The Magazine of Lenton Local History Society

Mettham Street - Lenton


Photographs | Memories | Map


Photographs


Photo and caption courtesy of Pat Fines

Photograph by Paul Bexon 2004

Photograph by Peter Holland

'My husband and I married in 1956 and took over this little shop on Mettham Street. We lived there for about three years and then sold it just before all the supermarkets started to appear. It was a grocer & green grocers and we also sold all sorts of odds and ends. The photo shows our friend, Russell Stokes, perusing my sign writing skills.'
Photo and caption courtesy of Pat Fines.

This end property is the one that housed Pat Fines' shop. The different brick tones clearly evident in the enlarged version of this photograph, taken by Paul Bexon in 2004, indicate where the original shop frontage was situated.

This photograph, taken by Peter Holland in 1978, shows Mettham Street looking towards Lenton Boulevard. Frederick Grove lies off to the right. As this shot shows there was another corner shop on the opposite corner.

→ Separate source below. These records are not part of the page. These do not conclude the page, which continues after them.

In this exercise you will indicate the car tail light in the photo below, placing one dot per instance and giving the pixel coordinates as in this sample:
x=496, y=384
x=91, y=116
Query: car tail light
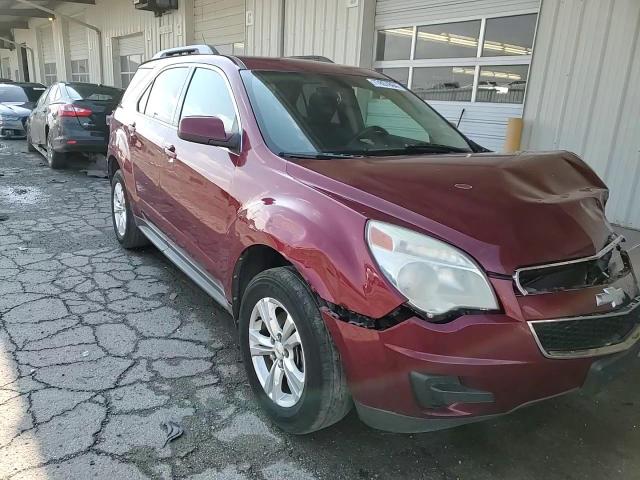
x=69, y=110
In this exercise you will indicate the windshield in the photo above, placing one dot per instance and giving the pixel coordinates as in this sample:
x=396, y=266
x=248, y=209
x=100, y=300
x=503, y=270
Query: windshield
x=19, y=94
x=96, y=93
x=313, y=114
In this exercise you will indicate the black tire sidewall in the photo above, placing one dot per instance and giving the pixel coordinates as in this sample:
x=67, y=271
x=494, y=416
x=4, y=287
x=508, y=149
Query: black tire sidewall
x=304, y=311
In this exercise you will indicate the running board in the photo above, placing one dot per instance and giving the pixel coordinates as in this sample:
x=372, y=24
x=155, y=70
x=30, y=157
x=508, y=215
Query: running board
x=180, y=258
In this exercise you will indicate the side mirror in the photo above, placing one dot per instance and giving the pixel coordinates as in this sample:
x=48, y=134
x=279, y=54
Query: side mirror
x=207, y=130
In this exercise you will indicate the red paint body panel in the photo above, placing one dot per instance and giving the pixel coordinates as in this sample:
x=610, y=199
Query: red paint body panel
x=523, y=210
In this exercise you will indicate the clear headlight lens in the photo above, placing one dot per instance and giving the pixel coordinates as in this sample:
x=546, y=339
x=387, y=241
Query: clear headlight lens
x=434, y=276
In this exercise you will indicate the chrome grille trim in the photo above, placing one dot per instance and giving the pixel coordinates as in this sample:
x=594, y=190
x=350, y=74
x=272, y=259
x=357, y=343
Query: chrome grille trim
x=627, y=343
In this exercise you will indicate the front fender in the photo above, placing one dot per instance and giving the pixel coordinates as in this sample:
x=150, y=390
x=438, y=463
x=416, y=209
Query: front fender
x=327, y=246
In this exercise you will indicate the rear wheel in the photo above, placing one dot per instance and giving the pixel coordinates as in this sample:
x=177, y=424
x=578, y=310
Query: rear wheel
x=291, y=361
x=54, y=159
x=127, y=232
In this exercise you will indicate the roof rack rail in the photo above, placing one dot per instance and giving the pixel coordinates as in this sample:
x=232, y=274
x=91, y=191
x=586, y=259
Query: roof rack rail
x=187, y=50
x=317, y=58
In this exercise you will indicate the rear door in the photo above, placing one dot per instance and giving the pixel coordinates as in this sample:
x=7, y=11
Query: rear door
x=97, y=101
x=39, y=117
x=197, y=179
x=153, y=128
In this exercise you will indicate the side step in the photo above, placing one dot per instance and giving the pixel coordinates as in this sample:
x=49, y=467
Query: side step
x=180, y=258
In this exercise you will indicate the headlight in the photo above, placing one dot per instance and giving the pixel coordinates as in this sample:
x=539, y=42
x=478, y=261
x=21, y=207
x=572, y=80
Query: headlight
x=434, y=276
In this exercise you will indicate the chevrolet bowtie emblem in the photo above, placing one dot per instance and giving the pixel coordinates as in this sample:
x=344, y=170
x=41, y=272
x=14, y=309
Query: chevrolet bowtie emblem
x=611, y=296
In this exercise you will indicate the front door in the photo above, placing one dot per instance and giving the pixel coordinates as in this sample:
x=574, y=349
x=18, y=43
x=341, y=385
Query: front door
x=153, y=124
x=198, y=178
x=38, y=118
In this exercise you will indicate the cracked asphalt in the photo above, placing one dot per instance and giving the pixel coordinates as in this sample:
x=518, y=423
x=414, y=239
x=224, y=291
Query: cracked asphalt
x=99, y=347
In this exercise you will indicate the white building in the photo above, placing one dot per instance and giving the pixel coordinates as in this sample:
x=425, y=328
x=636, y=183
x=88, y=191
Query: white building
x=570, y=68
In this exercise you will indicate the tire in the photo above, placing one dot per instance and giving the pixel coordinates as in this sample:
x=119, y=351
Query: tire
x=324, y=398
x=30, y=147
x=55, y=159
x=124, y=226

Photograph by Paul Bexon 2004

This 2004 shot is also taken looking along Mettham Street but the photographer is now standing at its junction with Harley Street. The property shown in the 1978 photograph is still clearly with us but the shop frontage was removed a few years ago.



Memories

Lorna Anderson née Terry


I was born at 11 Mettham Street in March 1941. My grandparents, Gordon and Dorothy Fox, were the tenants but my parents, Ted [John Edward] and Renée Terry had come to stay with them when my birth was imminent. They had lived on Albert Road and we moved back there after I was born but moved in permanently with my grandparents not long afterwards. I then lived at 11 Mettham Street until my marriage in 1960 when I went to live in Long Eaton.

The house was strange in that, unlike every other house on the street, we didn't have a front door facing on to the street. Our 'front' door, which we never used (preferring to go in and out via the back door), was on the side of the building part way down the passageway. I was told that this was because it had been originally intended that our house should front on to Lenton Boulevard, but the builder didn't keep to the plans and subsequently built the other row of houses in front of No.11.

I can recall some of our neighbours. At No.9 was a Mrs Hallam while at either No.5 or No.3 were the Brownings. Next to us at No.13 were the Godfreys and next to them at No.15 were the Slacks. Across the street from us, probably at No.12 were the Beaumonts with a daughter called Norma. The two shops either side of the alley leading up to Frederick Grove were a general & greengrocers and a fish and chip shop. Reg and Vida Slack ran the grocers shop until the early 1950s when they retired to a bungalow in Lambley. My parents were very friendly with them and we were invited to visit them at the bungalow. I still have a prayer book they gave me for my tenth birthday in 1951. The fish and chip shop was run by a Mr & Mrs Esden, for as long as I can remember.

At the bottom of Mettham Street at its junction with Lenton Boulevard, were shops on either corner. On the right was a general grocer selling more upmarket goods than the shop further along Mettham Street and this was patronised by the 'posh' folk. On the other corner was my grandmother's second-hand shop with the details of my uncle's [Birley Fox] wedding cars and taxi business displayed in the front window. His brother, Frank Fox, also had a taxi business which he ran from his home in Hart Street.

At the top end of Mettham Street where it turns right into Harley Street were the Artesian well sinkers Cooke's, I believe. There was always a lot of noise coming from them during the day and I don't know how the family who lived in the house next door put up with it. I think their name might have been Keen.